I said right at the start of Season Ten that The X-Files is the same as it ever has been, and this continues to be basically true. “My Struggle II” is an hour-long roundup of all the show’s worst tendencies in one place, only without many of the show’s strengths to otherwise recommend it. The fact that it ends on a cliffhanger, with no assurance that it will ever be continued, is just the icing on the cake of overall mediocrity-to-badness that has been every episode of Season Ten except for “Mulder and Scully Meet the Were-Monster.”
Like “My Struggle,” “My Struggle II” is a mythology episode, wholly devoted to continuing the story that the earlier episode began. The thing is, these two episodes don’t tell a fully contained story at all. They don’t work as bookends for the season because there’s no actual ending here, but there’s also no real narrative symmetry, despite the use of a similar introduction to the episode, this time with a Scully voiceover. A better use of Scully’s voiceover would have been at the end of the episode to bring closure to the miniseries and the show in general, but of course this can’t have happened after a cliffhanger ending like what we got.
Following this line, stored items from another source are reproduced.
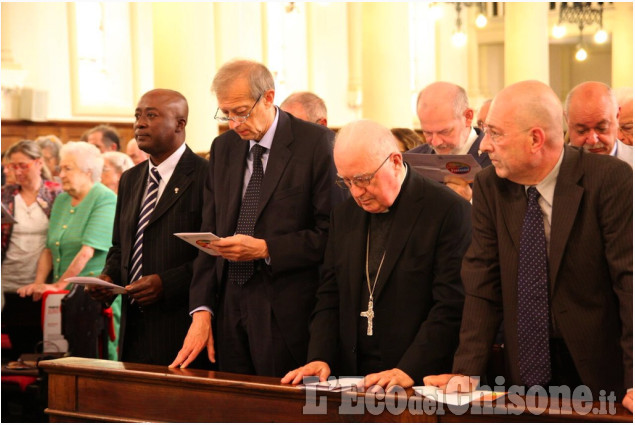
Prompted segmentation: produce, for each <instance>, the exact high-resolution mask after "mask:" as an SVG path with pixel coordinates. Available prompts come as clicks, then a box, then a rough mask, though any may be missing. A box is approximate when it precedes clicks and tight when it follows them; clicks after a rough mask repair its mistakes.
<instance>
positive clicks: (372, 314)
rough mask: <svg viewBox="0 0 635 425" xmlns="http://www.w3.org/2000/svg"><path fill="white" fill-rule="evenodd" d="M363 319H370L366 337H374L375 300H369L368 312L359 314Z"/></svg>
mask: <svg viewBox="0 0 635 425" xmlns="http://www.w3.org/2000/svg"><path fill="white" fill-rule="evenodd" d="M359 315H360V316H361V317H365V318H366V319H368V328H367V329H366V335H368V336H373V318H374V317H375V311H373V299H372V298H371V299H370V300H368V310H366V311H362V312H361V313H359Z"/></svg>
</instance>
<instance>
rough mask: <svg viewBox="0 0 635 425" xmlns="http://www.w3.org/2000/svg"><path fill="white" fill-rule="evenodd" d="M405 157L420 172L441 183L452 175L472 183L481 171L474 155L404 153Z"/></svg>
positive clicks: (403, 158)
mask: <svg viewBox="0 0 635 425" xmlns="http://www.w3.org/2000/svg"><path fill="white" fill-rule="evenodd" d="M403 159H404V161H406V162H407V163H408V165H410V166H411V167H412V168H413V169H414V170H415V171H416V172H418V173H419V174H421V175H423V176H426V177H428V178H431V179H433V180H436V181H438V182H441V183H443V182H444V181H445V177H446V176H450V175H452V176H456V177H460V178H462V179H463V180H465V181H467V182H468V183H471V182H473V181H474V176H475V175H476V173H478V172H479V171H481V166H480V165H479V164H478V162H476V160H475V159H474V157H473V156H472V155H435V154H422V153H404V154H403Z"/></svg>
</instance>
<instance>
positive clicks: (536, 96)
mask: <svg viewBox="0 0 635 425" xmlns="http://www.w3.org/2000/svg"><path fill="white" fill-rule="evenodd" d="M487 127H488V137H485V138H484V139H483V141H482V142H481V149H482V150H483V151H485V152H487V153H489V156H490V159H491V160H492V164H493V165H494V167H495V169H496V174H497V175H498V176H499V177H501V178H506V179H509V180H511V181H513V182H516V183H519V184H526V185H534V184H537V183H539V182H540V181H542V179H544V178H545V176H547V174H549V172H550V171H551V170H552V169H553V167H554V166H555V164H556V163H557V162H558V159H559V158H560V154H561V153H562V148H563V145H564V138H563V135H562V106H561V103H560V100H559V99H558V96H556V94H555V93H554V92H553V90H552V89H551V88H550V87H549V86H547V85H546V84H544V83H541V82H539V81H522V82H519V83H516V84H512V85H510V86H508V87H506V88H505V89H503V90H502V91H501V92H500V93H499V94H498V95H496V97H495V98H494V100H493V101H492V104H491V106H490V111H489V114H488V117H487Z"/></svg>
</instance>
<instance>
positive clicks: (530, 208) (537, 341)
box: [518, 186, 551, 386]
mask: <svg viewBox="0 0 635 425" xmlns="http://www.w3.org/2000/svg"><path fill="white" fill-rule="evenodd" d="M539 196H540V193H539V192H538V190H537V189H536V188H535V187H533V186H532V187H530V188H529V189H527V212H526V213H525V219H524V221H523V228H522V233H521V237H520V255H519V259H518V345H519V347H518V349H519V353H518V356H519V367H520V378H521V380H522V382H523V384H524V385H527V386H532V385H542V386H545V385H547V384H548V383H549V381H550V380H551V357H550V355H549V280H548V274H547V243H546V239H545V227H544V222H543V218H542V211H541V209H540V205H538V197H539Z"/></svg>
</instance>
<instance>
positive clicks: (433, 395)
mask: <svg viewBox="0 0 635 425" xmlns="http://www.w3.org/2000/svg"><path fill="white" fill-rule="evenodd" d="M412 389H413V390H414V391H415V392H416V393H417V394H421V395H422V396H424V397H427V398H430V399H433V400H436V401H439V402H441V403H445V404H448V405H452V406H463V405H464V404H468V403H471V402H473V401H483V402H487V401H490V402H491V401H494V400H496V399H497V398H499V397H502V396H504V395H505V394H507V393H506V392H493V391H482V390H476V391H473V392H471V393H445V392H443V390H441V389H440V388H439V387H433V386H430V385H421V386H417V387H412Z"/></svg>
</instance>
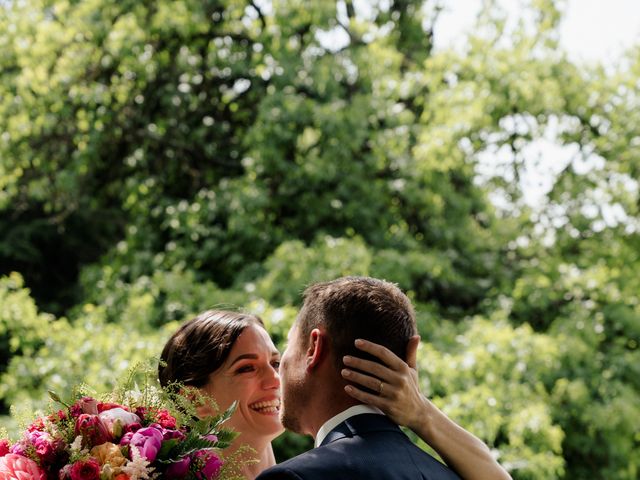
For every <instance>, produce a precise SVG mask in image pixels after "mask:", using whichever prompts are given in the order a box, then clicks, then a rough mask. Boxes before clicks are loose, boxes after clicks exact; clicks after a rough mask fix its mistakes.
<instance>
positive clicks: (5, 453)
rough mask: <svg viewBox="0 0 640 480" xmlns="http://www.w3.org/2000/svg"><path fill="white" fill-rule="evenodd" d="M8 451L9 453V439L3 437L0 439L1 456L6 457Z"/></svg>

The worst part of “My Struggle II,” though, is that it just doesn’t make a lick of sense. The hour manages to feel at once overstuffed and devoid of story, a whole lot of sound and fury signifying nothing. Things happen, but they’re so absurd that it’s very difficult to suspend enough disbelief to even accept the basic premise. I could believe in the existence of a conspiracy, but the idea that a shadowy cabal of one percenters would somehow decide to just kill large swaths of humanity in the way that it’s show in The X-Files is just silly. Ultimately, it’s just fantastical, an episode of evil for evil’s sake, to be taken about as seriously as any cartoonish fantasy villain who wants to cover the whole world in darkness or some such nonsense.
Even the smaller events of the episode make little sense. Why are Miller and Einstein still hanging around? Why did the Cigarette Smoking Man save Reyes? Why use programmed diseases (that are usually vaccinated against) to kill people instead of programming in, say, cancer or some other illness that actually has a genetic component? What is the clear liquid Scully is administering to people? Why does Mulder need stem cells? And why does he need stem cells specifically from his and Scully’s son? Why is Tad O’Malley back after disappearing so completely back at the end of “My Struggle,” and why? There are so many questions, but almost no answers.
I was afraid that Season Ten would turn out this way—as a springboard for either more nostalgia-based programming or as a setup for a spin-off series, which seems highly possible at this point, with the return of Miller and Einstein in the finale. It was nice, in a way, to see something huge actually—finally—come of all the conspiracy theorizing the show has done over the last twenty-odd years, but now that the show has gone big, I wish it would go home.
Miscellaneous thoughts:
- The reveal of the Cigarette Smoking Man’s face was pretty rad.